Summary: Zacchaeus was hated and misanthropic, but salvation came through the obedience of faith and the call of Jesus.

Tuesday of 33rd Week in Course

Lk 19: 1-10

Jericho is the oldest city in the world, as near as archaeologists can determine. Today it’s a dusty little Palestinian village a short drive away from the Dead Sea. The town would be dead, too, if it weren’t also the lowest city in the world, at the foot of some pretty big hills that collect water which feeds several springs that nourish the town and its palm groves. There, the Romans had franchised a tax-farmer named Zacchaeus. The tax farmers in Israel, here called tax-collectors, were somewhat different from IRS agents. They were more like Mafia enforcers, employing thugs to shake down local citizens and merchants. The Romans specified how much each tax man was supposed to pay them, and the architelōē or chief tax-collector, gave rake-offs to his bag-men and kept the rest. He is also described as πλούσιος, or wealthy–opulent. So he was very good at his job, as far as the Romans were concerned, and very hated by the citizens of Jericho.

He probably didn’t care, because he was also mikros, or really short in stature. People had been rejecting him all his life for his size, so he probably was a misanthrope. People hated him and he returned the favor. He was just curious about this Jesus who associated with tax collectors and women of the street, and was reputed to change their lives. So he climbed a sykomorea, a sycamore-fig tree–you can still see it in Jericho–and Jesus saw him, and called him by name.

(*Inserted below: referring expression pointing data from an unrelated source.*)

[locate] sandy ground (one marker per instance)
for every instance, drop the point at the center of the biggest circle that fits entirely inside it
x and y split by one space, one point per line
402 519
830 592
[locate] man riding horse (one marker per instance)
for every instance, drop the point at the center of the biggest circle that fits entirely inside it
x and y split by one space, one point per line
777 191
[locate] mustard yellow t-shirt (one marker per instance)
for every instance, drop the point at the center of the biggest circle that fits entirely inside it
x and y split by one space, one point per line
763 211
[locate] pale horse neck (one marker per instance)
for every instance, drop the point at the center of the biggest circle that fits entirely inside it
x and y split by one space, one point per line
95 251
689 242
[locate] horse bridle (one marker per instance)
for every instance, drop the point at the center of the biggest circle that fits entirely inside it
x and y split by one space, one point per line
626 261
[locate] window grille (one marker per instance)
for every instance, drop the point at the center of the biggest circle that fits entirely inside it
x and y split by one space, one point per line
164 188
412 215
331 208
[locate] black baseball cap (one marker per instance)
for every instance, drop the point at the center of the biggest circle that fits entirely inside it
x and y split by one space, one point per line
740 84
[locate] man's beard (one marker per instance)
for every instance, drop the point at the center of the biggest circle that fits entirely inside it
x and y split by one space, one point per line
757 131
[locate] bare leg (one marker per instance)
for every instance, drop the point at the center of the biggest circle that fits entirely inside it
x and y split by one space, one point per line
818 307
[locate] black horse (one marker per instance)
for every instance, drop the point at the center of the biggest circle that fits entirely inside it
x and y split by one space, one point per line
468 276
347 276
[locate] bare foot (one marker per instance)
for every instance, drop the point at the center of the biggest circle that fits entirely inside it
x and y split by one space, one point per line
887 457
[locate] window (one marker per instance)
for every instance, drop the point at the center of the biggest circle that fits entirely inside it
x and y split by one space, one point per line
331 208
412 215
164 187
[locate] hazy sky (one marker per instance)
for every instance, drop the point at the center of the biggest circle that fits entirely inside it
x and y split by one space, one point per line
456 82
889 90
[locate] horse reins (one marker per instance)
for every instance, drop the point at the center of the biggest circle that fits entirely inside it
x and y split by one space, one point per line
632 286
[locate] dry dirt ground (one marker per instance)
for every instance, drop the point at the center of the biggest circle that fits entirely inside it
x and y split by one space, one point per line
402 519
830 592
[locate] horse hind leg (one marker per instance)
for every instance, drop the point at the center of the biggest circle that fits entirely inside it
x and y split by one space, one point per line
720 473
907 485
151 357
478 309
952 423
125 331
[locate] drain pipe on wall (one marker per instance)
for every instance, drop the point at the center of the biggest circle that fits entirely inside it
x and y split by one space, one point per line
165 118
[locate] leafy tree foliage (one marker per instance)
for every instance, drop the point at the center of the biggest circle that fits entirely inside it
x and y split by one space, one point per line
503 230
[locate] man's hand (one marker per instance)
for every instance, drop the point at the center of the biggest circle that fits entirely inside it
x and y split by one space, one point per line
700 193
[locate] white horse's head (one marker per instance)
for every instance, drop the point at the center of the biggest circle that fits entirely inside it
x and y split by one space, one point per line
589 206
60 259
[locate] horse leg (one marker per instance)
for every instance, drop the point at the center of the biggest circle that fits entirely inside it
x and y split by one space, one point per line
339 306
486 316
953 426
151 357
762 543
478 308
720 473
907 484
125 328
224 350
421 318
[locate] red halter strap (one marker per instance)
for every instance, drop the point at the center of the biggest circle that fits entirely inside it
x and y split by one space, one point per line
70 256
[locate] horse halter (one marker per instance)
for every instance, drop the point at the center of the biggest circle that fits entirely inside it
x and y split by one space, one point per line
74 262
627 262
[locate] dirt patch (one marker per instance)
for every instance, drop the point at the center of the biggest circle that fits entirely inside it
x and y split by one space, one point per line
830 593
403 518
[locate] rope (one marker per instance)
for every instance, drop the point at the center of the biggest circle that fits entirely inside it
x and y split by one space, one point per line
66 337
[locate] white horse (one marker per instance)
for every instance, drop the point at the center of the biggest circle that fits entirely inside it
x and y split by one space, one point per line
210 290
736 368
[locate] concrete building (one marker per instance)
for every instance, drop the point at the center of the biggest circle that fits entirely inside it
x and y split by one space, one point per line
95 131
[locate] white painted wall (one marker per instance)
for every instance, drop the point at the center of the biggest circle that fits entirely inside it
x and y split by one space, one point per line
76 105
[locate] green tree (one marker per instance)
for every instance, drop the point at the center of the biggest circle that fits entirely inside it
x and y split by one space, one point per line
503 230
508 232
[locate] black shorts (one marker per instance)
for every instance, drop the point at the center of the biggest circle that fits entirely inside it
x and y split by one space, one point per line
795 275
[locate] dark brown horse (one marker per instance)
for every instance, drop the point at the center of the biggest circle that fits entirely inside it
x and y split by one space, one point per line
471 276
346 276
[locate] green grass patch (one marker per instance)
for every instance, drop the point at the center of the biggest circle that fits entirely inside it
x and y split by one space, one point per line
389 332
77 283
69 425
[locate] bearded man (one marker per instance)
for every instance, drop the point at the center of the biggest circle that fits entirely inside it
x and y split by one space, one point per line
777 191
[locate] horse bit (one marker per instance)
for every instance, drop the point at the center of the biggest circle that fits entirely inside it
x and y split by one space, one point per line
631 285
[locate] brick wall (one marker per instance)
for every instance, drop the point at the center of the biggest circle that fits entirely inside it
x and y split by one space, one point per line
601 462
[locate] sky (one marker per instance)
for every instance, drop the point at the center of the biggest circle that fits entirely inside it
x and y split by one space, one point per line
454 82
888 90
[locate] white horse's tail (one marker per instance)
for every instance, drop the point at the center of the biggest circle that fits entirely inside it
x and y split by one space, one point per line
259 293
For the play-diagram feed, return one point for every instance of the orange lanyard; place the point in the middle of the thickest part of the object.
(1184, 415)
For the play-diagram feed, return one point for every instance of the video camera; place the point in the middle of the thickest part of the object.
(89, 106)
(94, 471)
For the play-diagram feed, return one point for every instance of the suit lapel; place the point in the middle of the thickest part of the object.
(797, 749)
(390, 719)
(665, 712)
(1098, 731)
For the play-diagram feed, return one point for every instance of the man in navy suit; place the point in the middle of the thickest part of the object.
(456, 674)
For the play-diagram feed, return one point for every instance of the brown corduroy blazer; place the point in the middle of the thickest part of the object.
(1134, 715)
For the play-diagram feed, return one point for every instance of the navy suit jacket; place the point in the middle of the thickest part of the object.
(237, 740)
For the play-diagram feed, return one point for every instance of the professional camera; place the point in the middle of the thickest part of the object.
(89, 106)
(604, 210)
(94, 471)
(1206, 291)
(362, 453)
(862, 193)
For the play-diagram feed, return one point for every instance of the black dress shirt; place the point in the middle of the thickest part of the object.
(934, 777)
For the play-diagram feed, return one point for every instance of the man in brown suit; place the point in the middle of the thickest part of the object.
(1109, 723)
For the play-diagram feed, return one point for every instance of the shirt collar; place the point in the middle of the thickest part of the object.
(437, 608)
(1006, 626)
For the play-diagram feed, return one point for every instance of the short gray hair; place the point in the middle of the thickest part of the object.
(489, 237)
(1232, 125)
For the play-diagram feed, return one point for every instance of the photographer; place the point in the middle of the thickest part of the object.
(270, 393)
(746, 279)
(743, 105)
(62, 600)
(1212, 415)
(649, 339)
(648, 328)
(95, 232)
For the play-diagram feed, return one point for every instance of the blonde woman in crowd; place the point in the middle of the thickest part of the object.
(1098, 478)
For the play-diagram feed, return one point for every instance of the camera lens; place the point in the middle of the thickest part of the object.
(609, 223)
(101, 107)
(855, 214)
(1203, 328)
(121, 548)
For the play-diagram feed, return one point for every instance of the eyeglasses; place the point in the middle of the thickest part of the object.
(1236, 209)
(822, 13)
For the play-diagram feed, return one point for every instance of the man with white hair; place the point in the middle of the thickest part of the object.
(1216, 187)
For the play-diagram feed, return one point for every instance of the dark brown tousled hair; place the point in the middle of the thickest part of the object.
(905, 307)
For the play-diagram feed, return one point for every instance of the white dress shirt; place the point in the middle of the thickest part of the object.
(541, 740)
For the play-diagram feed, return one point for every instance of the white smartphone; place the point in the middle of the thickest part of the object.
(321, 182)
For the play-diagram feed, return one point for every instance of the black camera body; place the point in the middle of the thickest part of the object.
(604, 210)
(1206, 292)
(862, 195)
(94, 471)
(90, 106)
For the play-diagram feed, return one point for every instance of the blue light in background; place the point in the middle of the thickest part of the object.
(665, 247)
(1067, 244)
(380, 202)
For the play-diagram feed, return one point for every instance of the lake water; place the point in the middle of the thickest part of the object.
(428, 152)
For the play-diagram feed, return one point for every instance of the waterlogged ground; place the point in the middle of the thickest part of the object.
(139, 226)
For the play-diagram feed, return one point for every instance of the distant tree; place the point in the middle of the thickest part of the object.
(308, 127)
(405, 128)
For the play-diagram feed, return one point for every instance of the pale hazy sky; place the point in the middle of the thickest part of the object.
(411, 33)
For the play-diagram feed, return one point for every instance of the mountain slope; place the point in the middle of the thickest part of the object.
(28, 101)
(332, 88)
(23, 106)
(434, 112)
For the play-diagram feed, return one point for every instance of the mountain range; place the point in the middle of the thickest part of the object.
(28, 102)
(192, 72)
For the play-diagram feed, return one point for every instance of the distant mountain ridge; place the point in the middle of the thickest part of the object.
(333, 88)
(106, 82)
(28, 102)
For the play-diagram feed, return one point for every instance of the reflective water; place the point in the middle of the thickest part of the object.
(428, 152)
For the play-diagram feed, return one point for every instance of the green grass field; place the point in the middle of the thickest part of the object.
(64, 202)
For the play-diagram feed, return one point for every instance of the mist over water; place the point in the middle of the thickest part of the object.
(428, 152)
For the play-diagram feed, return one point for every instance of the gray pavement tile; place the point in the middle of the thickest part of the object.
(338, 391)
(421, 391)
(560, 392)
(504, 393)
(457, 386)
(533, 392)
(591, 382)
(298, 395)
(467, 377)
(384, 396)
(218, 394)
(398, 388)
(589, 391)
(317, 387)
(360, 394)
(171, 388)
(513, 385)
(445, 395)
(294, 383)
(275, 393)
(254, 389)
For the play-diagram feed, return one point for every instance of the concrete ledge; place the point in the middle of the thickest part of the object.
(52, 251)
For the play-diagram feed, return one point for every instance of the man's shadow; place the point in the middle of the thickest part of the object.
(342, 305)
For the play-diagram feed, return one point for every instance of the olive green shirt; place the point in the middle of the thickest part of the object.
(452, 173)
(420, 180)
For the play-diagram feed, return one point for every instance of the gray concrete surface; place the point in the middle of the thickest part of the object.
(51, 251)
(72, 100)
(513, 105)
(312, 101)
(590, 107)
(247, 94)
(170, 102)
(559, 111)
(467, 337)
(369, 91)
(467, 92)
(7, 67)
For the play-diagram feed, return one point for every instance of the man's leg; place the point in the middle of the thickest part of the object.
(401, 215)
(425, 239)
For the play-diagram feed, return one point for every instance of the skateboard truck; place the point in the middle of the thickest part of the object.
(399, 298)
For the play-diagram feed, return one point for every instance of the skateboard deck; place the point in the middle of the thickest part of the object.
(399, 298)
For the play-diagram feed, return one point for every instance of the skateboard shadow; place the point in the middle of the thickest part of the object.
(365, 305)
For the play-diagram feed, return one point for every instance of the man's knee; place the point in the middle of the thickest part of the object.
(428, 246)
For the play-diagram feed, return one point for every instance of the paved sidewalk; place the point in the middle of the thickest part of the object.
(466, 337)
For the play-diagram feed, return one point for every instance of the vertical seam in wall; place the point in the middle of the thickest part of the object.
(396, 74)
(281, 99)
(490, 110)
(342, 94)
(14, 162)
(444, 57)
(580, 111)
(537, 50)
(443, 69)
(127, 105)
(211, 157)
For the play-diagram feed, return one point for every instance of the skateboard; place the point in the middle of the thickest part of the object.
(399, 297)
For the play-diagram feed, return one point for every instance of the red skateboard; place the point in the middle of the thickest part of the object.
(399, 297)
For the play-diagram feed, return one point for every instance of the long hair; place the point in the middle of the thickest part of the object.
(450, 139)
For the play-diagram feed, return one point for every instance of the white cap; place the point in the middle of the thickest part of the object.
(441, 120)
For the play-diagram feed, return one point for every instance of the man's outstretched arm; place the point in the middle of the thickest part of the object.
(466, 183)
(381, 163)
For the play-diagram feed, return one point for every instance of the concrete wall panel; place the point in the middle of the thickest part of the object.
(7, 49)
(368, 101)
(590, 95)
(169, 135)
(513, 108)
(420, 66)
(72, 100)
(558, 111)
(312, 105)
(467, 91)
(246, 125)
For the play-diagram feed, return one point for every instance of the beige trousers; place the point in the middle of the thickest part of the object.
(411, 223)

That look, that call, changed Zach’s life instantly. The change was dramatic. If you count up what he dedicated to alms and restitution, there wasn’t much left over for Zach. His dramatic actions probably impoverished him. But Luke was really telling us, who are all like Zach in some way or another, that Jesus is everything we need. The call of Jesus is to give up everything and follow him. Thus salvation can come to our own households through the obedience of faith. No matter what sin, what shortness of moral or physical stature has kept us from doing right, Jesus is always ready to receive us, and to share His own life with us through this sacrament of healing, nourishment, and communion.